La voix brésilienne du Paris Saint-Germain s’est exprimée. Discret dans les médias depuis son départ du club en 2022, Leonardo a réapparu sur les ondes de RMC lors d’une édition spéciale de l’After Foot à Milan. L’ancien directeur sportif du PSG de 2011 à 2013 puis de 2019 à 2022, a livré une analyse fine et émouvante après la première victoire du club en Ligue des Champions, remportée en mai 2025 contre l’Inter (5-0). Entre nostalgie, lucidité et admiration pour le nouveau projet parisien, Leonardo nous plonge dans les coulisses d’un rêve devenu réalité.
Leonardo et le PSG : entre cicatrices passées et fierté retrouvée
Leonardo n’a jamais caché sa passion pour le Paris Saint-Germain. Acteur majeur de la première phase de transformation du club sous QSI, puis artisan du virage sportif amorcé en 2019, le Brésilien porte un regard nuancé sur son passage. Lors de l’émission diffusée en direct depuis Milan, il est d’abord revenu sur l’obsession parisienne pour la Ligue des Champions, qui pendant une décennie, a bridé plus qu’elle n’a libéré. «On voulait gagner vite. Trop vite. Et parfois, cette obsession provoquait de la panique au sein du projet», a-t-il reconnu, dans des propos rapportés par RMC Sport.
Dès les premiers investissements de l’ère Qatari, le club s’était fixé un cap clair : devenir une référence européenne. Leonardo en avait posé les bases, mais il le reconnaît aujourd’hui : l’ambition s’est parfois heurtée à la complexité du football de haut niveau. Il se souvient d’échecs marquants (Barcelone en 2013, Manchester United en 2019, Real Madrid en 2022) qui traduisaient «une certaine fébrilité mentale, année après année». Un aveu d’humilité rare et précieux.

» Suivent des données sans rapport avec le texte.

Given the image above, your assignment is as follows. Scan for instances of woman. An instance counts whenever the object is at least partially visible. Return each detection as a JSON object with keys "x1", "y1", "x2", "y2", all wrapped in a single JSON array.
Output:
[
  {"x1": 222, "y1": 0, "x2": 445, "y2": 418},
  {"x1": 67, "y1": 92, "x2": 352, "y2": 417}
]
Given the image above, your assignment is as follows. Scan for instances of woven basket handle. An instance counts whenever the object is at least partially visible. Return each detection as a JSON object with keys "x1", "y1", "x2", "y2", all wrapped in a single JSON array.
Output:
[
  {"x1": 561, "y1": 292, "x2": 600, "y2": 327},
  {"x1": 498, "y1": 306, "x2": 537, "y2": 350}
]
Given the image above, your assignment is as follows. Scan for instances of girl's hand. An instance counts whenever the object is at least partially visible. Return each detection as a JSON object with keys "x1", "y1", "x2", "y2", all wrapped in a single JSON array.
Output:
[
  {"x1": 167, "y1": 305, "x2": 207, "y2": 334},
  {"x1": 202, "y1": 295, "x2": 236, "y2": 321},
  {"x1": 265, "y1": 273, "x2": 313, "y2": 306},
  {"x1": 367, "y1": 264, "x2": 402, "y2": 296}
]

Un PSG métamorphosé sous Luis Enrique : jeunesse, continuité et méthode
Mais Leonardo n’est pas venu pour ressasser. L’ex-directeur brésilien salue d’abord la transformation en profondeur opérée par l’entraîneur espagnol Luis Enrique. Vainqueur de la Ligue des Champions avec le Barça en 2015, le technicien catalan a apporté une philosophie de jeu claire, fondée sur la possession et l’intelligence collective. «Il est le personnage central de ce projet. Il a transmis beaucoup, surtout à une équipe jeune. Ce titre, c’est aussi son œuvre», affirme Leonardo.
Effectivement, l’effectif 2024-2025 du PSG n’a plus rien à voir avec celui des années précédentes. Exit les stars à ego surdimensionné – le départ de Kylian Mbappé pour le Real Madrid en 2024 a marqué la fin d’une époque –, place à une génération ambitieuse, soudée et résolument européenne : Warren Zaïre-Emery, Xavi Simons, Manuel Ugarte, Bradley Barcola ou encore le capitaine Marquinhos ont été les piliers de ce sacre historique.
Cette nouvelle stratégie fondée sur la stabilité, la jeunesse et un entraîneur visionnaire semble avoir été le catalyseur du succès. Le club s’est éloigné du bling-bling pour épouser une identité plus proche de ses supporters et plus adaptée aux joutes du très exigeant football continental.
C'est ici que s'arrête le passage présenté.